The ‘New Long Beach’

The ‘New Long Beach’

Local 11 On the Job
By Oren Peleg

While on a lunch break, a bearded man donning an orange vest and a hardhat adorned with “IBEW 11” stickers sat on a bench eating a sandwich. His nostrils flared at the smell of the pungent ocean air.

“The air is so salty. That’s Long Beach,” he said.

A coworker seated next to him picked up a taco and gestured to the construction site behind them, replying, “but this is the new Long Beach.”

That new Long Beach will soon feature the brand new Long Beach Civic Center that’s set to revitalize the city’s downtown district for local residents, businesses and visitors. With a price tag of $520 million, the finished product will replace the old city hall and create state-of-the-art offices for the Port of Long Beach, a new main city library branch and a retail marketplace and expansive public park.

Ground broke in June of 2016 and the project’s three main buildings are slated for a mid-2019 completion date, while the public park should be ready by late 2020. Currently, nearly two-dozen highly skilled IBEW 11 electricians working for Telenet VoIP Inc are working at a breakneck pace to install wiring, security systems, electrical foundations and infrastructure and data connectivity at the site.

For some of them, like 28-year-old Detwan Green, a sound installer technician on site, the project carries a personal significance.

“I live like five or ten minutes away from here.

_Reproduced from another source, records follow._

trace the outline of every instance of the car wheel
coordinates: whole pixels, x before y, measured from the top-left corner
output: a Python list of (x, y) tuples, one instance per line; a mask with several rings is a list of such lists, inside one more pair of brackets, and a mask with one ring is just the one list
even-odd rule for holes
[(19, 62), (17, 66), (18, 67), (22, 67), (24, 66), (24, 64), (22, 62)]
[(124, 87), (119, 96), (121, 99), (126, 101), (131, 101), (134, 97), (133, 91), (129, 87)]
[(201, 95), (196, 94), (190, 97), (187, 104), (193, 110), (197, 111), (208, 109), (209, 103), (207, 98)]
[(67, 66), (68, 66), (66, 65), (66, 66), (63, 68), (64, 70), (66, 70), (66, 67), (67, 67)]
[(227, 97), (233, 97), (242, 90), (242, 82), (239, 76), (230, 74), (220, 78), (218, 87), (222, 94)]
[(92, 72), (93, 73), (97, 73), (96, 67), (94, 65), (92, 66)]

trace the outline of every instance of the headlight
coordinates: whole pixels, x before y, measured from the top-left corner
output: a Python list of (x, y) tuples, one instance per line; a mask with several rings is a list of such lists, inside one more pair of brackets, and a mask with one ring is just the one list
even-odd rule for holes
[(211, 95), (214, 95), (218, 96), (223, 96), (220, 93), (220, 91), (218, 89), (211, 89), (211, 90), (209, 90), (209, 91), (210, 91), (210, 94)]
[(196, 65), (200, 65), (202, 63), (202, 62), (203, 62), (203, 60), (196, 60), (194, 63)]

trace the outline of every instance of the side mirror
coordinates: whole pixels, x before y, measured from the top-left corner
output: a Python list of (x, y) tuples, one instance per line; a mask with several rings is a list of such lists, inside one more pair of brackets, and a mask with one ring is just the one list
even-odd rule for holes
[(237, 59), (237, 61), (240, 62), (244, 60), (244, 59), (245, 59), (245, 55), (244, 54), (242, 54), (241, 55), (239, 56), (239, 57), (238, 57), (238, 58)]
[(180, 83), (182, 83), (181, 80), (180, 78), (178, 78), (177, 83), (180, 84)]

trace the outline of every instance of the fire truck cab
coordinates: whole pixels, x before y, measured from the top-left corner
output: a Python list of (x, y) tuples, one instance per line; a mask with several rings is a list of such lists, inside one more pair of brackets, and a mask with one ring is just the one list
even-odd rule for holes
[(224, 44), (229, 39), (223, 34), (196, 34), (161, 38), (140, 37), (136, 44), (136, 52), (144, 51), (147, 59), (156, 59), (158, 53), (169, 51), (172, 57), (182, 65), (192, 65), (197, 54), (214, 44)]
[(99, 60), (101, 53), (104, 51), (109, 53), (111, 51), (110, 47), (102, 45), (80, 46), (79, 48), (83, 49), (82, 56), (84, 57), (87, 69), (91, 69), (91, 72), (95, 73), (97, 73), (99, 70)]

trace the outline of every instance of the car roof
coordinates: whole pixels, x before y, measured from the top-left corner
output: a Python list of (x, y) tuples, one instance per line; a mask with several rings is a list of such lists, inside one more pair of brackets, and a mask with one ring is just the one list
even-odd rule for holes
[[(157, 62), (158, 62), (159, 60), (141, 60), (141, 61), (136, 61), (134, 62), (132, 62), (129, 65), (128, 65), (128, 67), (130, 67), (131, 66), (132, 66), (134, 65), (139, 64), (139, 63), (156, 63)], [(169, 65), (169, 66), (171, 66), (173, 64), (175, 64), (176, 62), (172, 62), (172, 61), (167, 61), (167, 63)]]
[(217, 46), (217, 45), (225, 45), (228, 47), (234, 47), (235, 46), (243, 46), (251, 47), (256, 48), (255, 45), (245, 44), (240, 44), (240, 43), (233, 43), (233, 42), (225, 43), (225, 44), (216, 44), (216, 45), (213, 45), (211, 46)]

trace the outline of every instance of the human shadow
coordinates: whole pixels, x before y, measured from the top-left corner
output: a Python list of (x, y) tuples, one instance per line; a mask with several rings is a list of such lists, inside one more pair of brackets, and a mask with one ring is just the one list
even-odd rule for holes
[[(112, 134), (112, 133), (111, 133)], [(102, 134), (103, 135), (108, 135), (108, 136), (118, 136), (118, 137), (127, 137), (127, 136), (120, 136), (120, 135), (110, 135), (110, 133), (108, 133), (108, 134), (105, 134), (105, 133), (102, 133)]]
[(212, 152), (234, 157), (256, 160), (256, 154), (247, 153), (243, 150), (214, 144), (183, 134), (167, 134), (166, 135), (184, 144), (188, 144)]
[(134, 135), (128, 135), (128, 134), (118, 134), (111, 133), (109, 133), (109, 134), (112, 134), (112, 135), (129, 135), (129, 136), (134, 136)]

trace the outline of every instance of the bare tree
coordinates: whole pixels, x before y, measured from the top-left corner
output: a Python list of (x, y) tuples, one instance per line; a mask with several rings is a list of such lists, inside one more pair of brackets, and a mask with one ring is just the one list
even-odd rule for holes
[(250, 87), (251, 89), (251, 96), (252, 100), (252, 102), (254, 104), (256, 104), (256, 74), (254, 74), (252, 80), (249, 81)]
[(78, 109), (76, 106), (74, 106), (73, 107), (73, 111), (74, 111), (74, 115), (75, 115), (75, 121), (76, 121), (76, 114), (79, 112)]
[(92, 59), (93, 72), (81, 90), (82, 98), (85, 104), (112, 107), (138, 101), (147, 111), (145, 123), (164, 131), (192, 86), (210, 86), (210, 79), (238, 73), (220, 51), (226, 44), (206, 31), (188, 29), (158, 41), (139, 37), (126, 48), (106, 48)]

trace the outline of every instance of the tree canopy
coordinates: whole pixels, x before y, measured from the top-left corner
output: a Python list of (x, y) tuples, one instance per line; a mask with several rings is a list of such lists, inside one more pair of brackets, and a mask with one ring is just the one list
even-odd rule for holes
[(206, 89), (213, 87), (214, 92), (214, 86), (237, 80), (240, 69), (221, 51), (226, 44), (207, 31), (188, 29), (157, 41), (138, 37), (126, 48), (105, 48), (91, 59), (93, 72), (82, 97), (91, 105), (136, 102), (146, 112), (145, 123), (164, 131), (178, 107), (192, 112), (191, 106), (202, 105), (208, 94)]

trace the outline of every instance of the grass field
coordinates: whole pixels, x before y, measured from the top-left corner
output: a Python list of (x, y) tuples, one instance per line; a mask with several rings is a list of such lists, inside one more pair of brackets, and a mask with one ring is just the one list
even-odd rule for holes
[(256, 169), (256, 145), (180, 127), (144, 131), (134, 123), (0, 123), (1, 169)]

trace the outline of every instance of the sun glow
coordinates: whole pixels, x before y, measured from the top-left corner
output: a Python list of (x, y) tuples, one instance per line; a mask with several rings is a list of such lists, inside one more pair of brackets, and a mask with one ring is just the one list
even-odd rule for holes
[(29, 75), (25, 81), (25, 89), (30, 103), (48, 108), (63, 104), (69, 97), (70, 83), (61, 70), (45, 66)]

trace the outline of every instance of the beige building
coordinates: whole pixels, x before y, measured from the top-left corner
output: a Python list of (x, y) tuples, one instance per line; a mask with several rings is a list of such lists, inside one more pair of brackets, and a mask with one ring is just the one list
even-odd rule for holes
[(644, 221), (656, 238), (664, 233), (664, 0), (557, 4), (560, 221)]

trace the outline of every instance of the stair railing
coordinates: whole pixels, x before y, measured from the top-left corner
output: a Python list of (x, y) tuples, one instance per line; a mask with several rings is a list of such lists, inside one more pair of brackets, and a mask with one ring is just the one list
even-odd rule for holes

I grew up right around here so I know Long Beach inside and out,” Green said standing inside the old court building that will soon house Port of Long Beach employee offices. “I’m really excited to see this when it’s done and tell people that I took part in the project that’s going to be so important to this city we live in. I’ll be able to say I actually pulled cable. That’s always going to be nice to hold onto.”

The IBEW 11 professionals on the project are wearing many hats. Teams spread out amongst the three buildings are pulling 300-foot-long standardized Cat 6A cables to connect multiple floors to main data centers, creating new cooling air racks and cabinets for those data centers, putting in and updating telecommunications facilities and retrofitting the buildings with cutting edge seismic installation.

George Nolasco, 33, a 10-year Local 11 member, has spent the majority of the last few months in a cramped telecommunications room. “I’m just making sure all the connections are landed correctly, that’s the main challenge here,” he said. “Hopefully, this way phone lines will be good to go throughout and it’ll minimize any trouble shooting that needs to be done.

Before joining the union ranks, Nolasco worked in the trade for 12 years. He’s noticed the difference having IBEW 11 in his corner makes in more ways than one.

“The pay, the treatment and the medical has meant the world to me and my family,” Nolasco, who lives in Downey, said. “The medical benefits, especially, have been so good for us.”

Speaking from inside the future Port of Long Beach employee offices, Jose Sierra, 40, nodded at the hive-like activity buzzing around him. Workers were in the midst of ripping out and installing new carpet, placing furniture, setting up desktop computers and adjusting light fixtures.

“That’s been the main challenge, working in sync with so many different trades,” Sierra, who joined IBEW 11 in 2004, said. “I’m up and down on every floor, the basement and the roof even, helping the foreman make plans, terminating cables, routing and dressing them as cleanly as possible. It’s a grind but we’re having fun doing it.”

Sierra, like Nolasco, worked non-union jobs prior and values the sense of security Local 11 provides. “You don’t have to fight for a job and you don’t have to fight to get paid. No matter what site or what job you’re on, you get your rate. Coming from where I’ve been, that’s everything.”

Overseeing everything is Chris Duran, 36, the site’s general foreman responsible for directing workflow. On this job, he’s proudly taken on an added responsibility—mentoring younger members.

“One of the best part about this work is seeing young guys come up and develop pride in their craft,” he said. “I love seeing that and playing a part in that.”

Case in point: Detwan Green, the aforementioned Long Beach native. Green has only been in the union for six months and this project is his first since securing membership. Even though he imagines a bright future ahead, he’s confident this site will hold a special place in his heart.

“Not every project will be this special,” he said. “Getting to do something like this in my own community is unique. But being in the union has been so amazing for me and my family and I’m looking forward to many more happy years doing this.”